Above + denotes collapsed folder and - denotes expanded folder. A few things to note here:

  • An image does not have to end with .OME.ZARR suffix

  • The image is not multiscaled if the maximum downsample level is 0 instead of 4, in which case there will only be one 0/ folder

  • An ome zarr image is easily confused with a ZARR image. An ome zarr image is not a standard ZARR directory and contains no .zarray meta file. Loading an ome zarr image as ZARR will crash if you forget to specify 0/ subfolder as the path to load

  • When saved as a zip file instead of a directory, the directory structure is the same except that the root is zipped. Loading a zipped ome zarr, cvpl_tools uses ZipStore’s features to directly reading individual chunks without having to unpack the entire zip file. However, writing to a ZipStore is not supported, due to lack of support by either Python’s zarr or the ome-zarr library.

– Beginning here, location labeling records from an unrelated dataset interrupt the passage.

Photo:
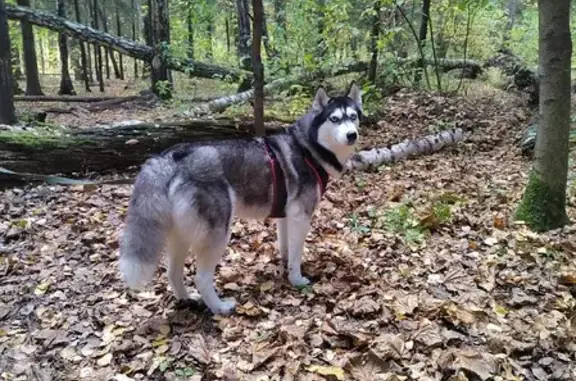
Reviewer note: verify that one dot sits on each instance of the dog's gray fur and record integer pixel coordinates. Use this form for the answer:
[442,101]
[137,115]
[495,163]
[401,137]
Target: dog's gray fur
[186,197]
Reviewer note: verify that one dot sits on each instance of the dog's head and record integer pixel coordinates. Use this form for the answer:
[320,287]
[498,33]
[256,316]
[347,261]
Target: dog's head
[337,120]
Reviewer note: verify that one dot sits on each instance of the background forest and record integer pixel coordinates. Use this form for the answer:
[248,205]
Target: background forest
[297,35]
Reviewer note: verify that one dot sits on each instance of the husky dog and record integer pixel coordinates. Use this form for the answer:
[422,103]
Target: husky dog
[187,196]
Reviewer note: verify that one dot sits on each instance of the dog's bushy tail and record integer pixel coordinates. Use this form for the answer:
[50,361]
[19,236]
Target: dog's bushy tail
[147,223]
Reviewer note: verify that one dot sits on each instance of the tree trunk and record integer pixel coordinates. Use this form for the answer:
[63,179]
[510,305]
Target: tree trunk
[422,39]
[244,53]
[441,42]
[243,34]
[228,48]
[30,62]
[109,55]
[7,111]
[190,32]
[513,10]
[66,86]
[270,50]
[220,104]
[375,157]
[281,25]
[97,149]
[127,144]
[97,51]
[159,34]
[543,206]
[42,59]
[210,37]
[321,46]
[16,69]
[83,60]
[134,19]
[258,68]
[374,35]
[124,46]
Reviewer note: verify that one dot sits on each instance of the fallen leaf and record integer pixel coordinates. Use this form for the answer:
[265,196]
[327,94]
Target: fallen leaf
[104,360]
[42,288]
[266,286]
[327,371]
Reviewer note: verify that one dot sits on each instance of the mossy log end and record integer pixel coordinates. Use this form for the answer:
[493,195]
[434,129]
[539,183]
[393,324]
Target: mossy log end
[108,147]
[542,208]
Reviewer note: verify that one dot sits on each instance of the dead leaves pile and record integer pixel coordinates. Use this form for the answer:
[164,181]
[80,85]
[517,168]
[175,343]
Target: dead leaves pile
[421,294]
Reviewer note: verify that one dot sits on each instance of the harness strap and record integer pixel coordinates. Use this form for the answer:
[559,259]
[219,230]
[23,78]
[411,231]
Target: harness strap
[280,193]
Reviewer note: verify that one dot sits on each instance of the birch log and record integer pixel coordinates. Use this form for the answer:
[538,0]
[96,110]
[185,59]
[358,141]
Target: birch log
[375,157]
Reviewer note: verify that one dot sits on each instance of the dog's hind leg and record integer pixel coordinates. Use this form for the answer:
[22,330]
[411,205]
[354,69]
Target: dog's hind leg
[177,254]
[207,260]
[282,228]
[298,226]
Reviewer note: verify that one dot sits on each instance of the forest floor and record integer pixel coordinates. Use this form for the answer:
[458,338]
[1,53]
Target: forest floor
[419,273]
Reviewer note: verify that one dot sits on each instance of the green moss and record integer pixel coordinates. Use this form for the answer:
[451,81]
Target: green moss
[542,208]
[35,140]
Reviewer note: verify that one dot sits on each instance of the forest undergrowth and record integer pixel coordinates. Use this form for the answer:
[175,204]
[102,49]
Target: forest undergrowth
[419,273]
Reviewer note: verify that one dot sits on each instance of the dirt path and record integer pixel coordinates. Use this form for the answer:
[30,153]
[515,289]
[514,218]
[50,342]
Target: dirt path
[419,273]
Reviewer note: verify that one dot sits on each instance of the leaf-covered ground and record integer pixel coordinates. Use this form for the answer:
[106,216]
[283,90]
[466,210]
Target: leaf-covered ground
[419,273]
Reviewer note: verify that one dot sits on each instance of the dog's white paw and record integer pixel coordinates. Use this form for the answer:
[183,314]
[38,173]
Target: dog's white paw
[298,281]
[226,307]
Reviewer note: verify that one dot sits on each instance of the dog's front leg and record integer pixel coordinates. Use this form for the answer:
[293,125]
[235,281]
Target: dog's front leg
[298,227]
[282,228]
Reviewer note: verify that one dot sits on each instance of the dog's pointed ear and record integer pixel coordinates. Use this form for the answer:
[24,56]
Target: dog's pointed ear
[320,99]
[355,94]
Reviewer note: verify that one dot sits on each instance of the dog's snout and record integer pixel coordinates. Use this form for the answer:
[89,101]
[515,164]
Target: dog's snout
[352,137]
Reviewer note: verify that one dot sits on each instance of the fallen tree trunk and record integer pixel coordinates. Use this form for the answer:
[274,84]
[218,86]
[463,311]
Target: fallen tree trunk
[220,104]
[68,98]
[106,147]
[375,157]
[123,45]
[525,79]
[130,143]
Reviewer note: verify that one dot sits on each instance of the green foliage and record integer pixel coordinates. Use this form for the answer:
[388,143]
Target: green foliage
[495,77]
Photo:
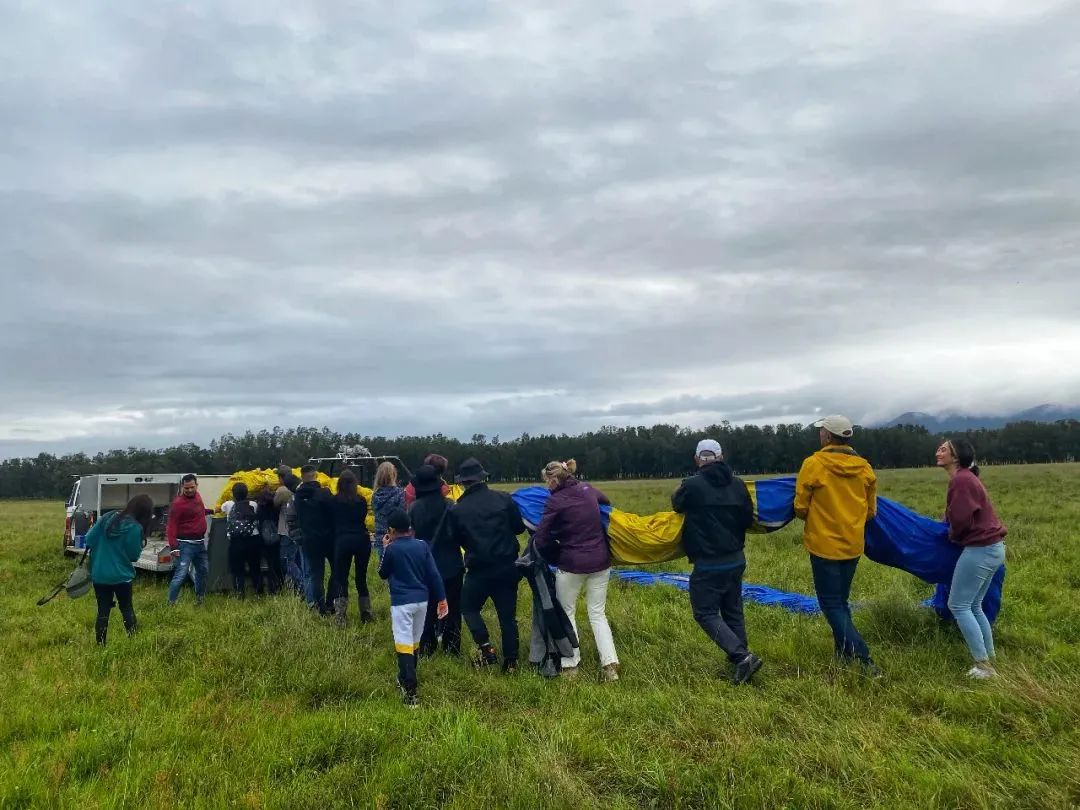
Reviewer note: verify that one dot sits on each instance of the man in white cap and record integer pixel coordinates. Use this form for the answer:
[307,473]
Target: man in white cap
[718,511]
[835,495]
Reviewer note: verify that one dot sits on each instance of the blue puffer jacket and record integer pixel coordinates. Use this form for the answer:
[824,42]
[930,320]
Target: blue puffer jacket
[383,501]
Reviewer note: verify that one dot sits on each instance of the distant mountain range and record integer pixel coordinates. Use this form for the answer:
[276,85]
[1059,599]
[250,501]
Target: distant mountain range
[944,422]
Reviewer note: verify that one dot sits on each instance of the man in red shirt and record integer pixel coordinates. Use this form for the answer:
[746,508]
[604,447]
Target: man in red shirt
[185,532]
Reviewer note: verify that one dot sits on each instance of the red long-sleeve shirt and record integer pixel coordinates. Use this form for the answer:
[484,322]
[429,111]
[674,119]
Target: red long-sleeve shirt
[969,512]
[187,520]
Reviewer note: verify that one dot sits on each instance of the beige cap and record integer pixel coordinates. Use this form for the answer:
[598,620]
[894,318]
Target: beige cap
[838,426]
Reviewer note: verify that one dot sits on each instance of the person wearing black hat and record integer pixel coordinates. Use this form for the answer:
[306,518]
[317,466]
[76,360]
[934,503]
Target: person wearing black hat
[415,583]
[486,524]
[429,515]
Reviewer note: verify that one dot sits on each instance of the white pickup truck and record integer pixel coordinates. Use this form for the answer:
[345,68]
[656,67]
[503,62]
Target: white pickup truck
[93,496]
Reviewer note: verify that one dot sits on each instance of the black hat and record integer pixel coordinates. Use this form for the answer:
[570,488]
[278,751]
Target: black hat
[470,471]
[426,481]
[399,521]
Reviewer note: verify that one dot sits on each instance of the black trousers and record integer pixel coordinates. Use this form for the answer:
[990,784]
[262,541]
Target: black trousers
[450,625]
[245,554]
[716,601]
[350,551]
[105,596]
[500,585]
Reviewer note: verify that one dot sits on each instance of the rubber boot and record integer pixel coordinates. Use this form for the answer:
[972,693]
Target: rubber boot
[340,607]
[365,609]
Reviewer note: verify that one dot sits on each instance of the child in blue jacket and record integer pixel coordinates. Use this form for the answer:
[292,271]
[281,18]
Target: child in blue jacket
[414,580]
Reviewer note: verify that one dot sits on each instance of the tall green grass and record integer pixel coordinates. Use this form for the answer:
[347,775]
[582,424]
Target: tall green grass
[261,704]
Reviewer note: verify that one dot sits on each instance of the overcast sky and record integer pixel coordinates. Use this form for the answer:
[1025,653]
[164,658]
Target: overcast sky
[501,217]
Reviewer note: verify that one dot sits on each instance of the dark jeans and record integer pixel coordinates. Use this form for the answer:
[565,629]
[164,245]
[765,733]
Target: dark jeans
[716,601]
[105,595]
[500,585]
[245,553]
[350,551]
[318,554]
[832,580]
[450,625]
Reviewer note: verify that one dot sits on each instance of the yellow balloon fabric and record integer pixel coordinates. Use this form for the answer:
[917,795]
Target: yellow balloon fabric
[259,481]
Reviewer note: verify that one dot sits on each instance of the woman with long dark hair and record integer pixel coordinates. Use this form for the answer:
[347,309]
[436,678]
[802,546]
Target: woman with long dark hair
[351,548]
[972,524]
[115,542]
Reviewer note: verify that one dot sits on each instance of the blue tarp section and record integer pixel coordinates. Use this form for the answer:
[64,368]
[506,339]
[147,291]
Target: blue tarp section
[797,603]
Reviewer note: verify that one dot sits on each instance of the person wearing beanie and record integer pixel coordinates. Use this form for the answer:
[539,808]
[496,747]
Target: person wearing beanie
[718,511]
[835,496]
[414,580]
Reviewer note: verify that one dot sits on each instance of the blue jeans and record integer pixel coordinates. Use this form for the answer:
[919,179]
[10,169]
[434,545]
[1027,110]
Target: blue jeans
[971,580]
[291,563]
[193,557]
[832,580]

  • An HPC system like Compute Canada may work better with one large files than many small files, thus the result should be zipped. This can be done by first writing the folder to somewhere that allows creating many small files and then zip the result into a single zip in the target directory

  • As of the time of writing (2024.8.14), ome-zarr library’s Writer class has a double computation issue. To temporary patch this for our use case, I’ve added a write_ome_zarr_image function to write a dask array as an ome zarr file. This function also adds support for reading images stored as a .zip file.

See the API page for cvpl_tools.ome_zarr.io.py for how to read and write OME ZARR files if you want to use cvpl_tools for such tasks. This file provides two functions load_zarr_group_from_path and write_ome_zarr_image which allows you to read and write OME ZARR files, respectively.

Specifying slices in path

cvpl_tools allows specifying the channel, or x/y/z slices to use in the path string when reading or viewing an ome zarr file for convenience.

The functions cvpl_tools.ome_zarr.io.load_dask_array_from_path, and cvpl_tools.ome_zarr.napari.add.group_from_path/subarray_from_path support specifying the slices in the following syntax, much similar to torch or numpy array slicing:

arr_original = load_dask_array_from_path('file.ome.zarr', level=0)  # shape=(2, 200, 1000, 1000)
arr1 = load_dask_array_from_path('file.ome.zarr?slices=[0]', level=0)  # shape=(200, 1000, 1000)
arr2 = load_dask_array_from_path('file.ome.zarr?slices=[:, :100]', level=0)  # shape=(2, 100, 1000, 1000)
arr3 = load_dask_array_from_path('file.ome.zarr?slices=[0:1, 0, -1:, ::2]', level=0)  # shape=(1, 1, 500)

The idea of this syntax attributes to Davis Bennett (see this discussion).

Why do we need to specify slices this way? Commonly, we pass in an ome zarr path to specify the input image of a script. If we want to run the script on the first channel of a multi-channel image, both a path to ome zarr and an in_channel integer specifying the channel to use are needed. With this syntax, we only need one input variable to specify the channel to use, as well as a sub-region of the image if we want to crop the input.